I don't agree with pron overall, but he does have a point. Termination and algorithmic complexity do matter, and the techniques Haskell programmers advocate for reasoning about programs have a tendency to sweep theese concerns under the rug. This is in part why I've switched to Standard ML, in spite of its annoyances: No purity, higher kinds, first-class existentials or polymorphic recursion. And no mature library ecosystem. But I get a sane cost model for calculating the time complexity of algorithms. And, when I need laziness, I can carefully control how much laziness I want. Doing the converse in Haskell is much harder, and you get no help whatsoever from the type system.

As an example, consider the humble cons list type constructor. Looks like the free monoid, right? Well, wrong. The free monoid is a type constructor of finite sequences, and Haskell lists are potentially infinite. But even if we consider only finite lists, as in Standard ML or Scheme, the problem remains that, while list concatenation is associative, it's much less efficient when used left-associatively than when used right-associatively. The entire point to identifying a monoid structure is that it gives you the freedom to reassociate the binary operation however you want. If using this “freedom” will utterly destroy your program's performance, then you probably won't want to use this freedom much - or at least I know I wouldn't. So, personally, I wouldn't provide a Monoid instance for cons lists. Instead, I would provide a Monoid instance for catenable lists. [0]

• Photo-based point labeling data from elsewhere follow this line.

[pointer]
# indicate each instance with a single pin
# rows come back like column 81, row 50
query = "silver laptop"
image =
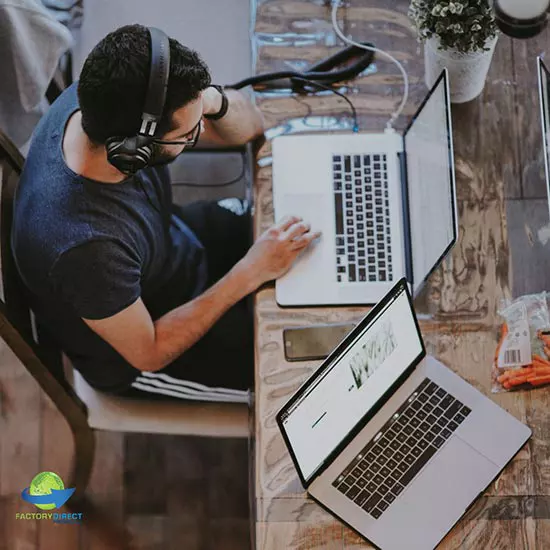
column 389, row 439
column 385, row 203
column 544, row 88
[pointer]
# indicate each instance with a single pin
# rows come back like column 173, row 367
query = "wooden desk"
column 459, row 320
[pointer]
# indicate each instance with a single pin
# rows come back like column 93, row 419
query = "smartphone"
column 313, row 342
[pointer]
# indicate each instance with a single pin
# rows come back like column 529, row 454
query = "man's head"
column 113, row 85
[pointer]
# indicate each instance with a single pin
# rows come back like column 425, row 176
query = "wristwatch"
column 223, row 108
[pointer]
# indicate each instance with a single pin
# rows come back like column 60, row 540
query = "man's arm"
column 149, row 346
column 242, row 123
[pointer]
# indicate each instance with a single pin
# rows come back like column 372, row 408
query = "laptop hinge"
column 402, row 158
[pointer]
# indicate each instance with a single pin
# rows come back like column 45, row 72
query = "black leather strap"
column 223, row 108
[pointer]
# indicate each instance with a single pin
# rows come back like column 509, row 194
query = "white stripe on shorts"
column 178, row 388
column 146, row 387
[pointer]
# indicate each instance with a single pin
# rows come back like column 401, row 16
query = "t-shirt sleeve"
column 98, row 279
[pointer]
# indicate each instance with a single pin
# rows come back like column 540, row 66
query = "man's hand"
column 272, row 255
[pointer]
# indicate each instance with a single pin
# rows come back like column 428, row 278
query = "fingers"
column 287, row 221
column 296, row 230
column 304, row 240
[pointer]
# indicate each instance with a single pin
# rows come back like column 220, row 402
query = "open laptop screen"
column 431, row 183
column 544, row 86
column 343, row 391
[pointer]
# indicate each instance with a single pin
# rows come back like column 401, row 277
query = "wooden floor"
column 164, row 492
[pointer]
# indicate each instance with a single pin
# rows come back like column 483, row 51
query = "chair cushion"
column 107, row 412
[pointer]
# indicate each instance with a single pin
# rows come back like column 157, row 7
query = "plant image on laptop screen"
column 372, row 354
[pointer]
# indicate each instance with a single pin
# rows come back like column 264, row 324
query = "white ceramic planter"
column 467, row 71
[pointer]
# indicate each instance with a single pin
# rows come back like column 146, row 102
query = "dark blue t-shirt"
column 87, row 249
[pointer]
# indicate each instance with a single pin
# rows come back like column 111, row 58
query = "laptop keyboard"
column 361, row 199
column 391, row 460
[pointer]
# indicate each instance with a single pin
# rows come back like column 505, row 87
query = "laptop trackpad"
column 436, row 498
column 312, row 208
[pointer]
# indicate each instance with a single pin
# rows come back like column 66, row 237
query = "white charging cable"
column 395, row 115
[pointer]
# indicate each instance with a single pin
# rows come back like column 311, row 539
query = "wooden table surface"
column 458, row 309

By the way, this observation was made by Stepanov long ago: “That is the fundamental point: algorithms are defined on algebraic structures.” [1] This is the part Haskellers acknowledge. Stepanov then continues: “It took me another couple of years to realize that you have to extend the notion of structure by adding complexity requirements to regular axioms.” [1]

Of course, none of this justifies pron's suspicion of linguistic models of computation.

[0] http://www.westpoint.edu/eecs/SiteAssets/SitePages/Faculty%2...

[1] http://stlport.org/resources/StepanovUSA.html

> Of course, none of this justifies pron's suspicion of linguistic models of computation.

Of course. :)

But my view stems from the following belief that finally brings us back to your original point and my original response: there can be no (classical) mathematical justification to what you call linguistic models of computation because computation is not (classical) math, as it does not preserve equality under substitution. The implication I draw from this is not quite the one you may attribute to me such as an overall suspicion, complete rejection or dismissal of those models, but the recognition that their entire justification is not mathematical but pragmatic, and that means that the very same (practical) reasons that might make us adopt the (leaky) abstraction of those models, might lead us to adopt (or even prefer) other models that are justified by pragmatism alone -- such as empirical results showing a certain "affinity" to human cognition -- even if they don't try to abstract computation as classical math.

> because computation is not (classical) math

Of course, computation is more foundational. It's mathematics that's just applied computation.

> as it does not preserve equality under substitution

You just need to stop using broken models.

> but the recognition that their entire justification is not mathematical but pragmatic

I don't see a distinction. To me, nothing is more pragmatic to use than a reliable mathematical model.

> the (leaky) abstraction of those models

Other than the finiteness of real computers, what else is leaky? Mind you, abstracting over the finiteness of the computer is an idea that even... uh... “less mathematically gifted” languages (such as Java) acknowledge as good.

> such as empirical results showing a certain "affinity" to human cognition

Experience shows that humans are incapable of understanding computation at all. But computation is here to stay, so the best we can do is rise to the challenge. Denying the nature of computation is denying reality itself.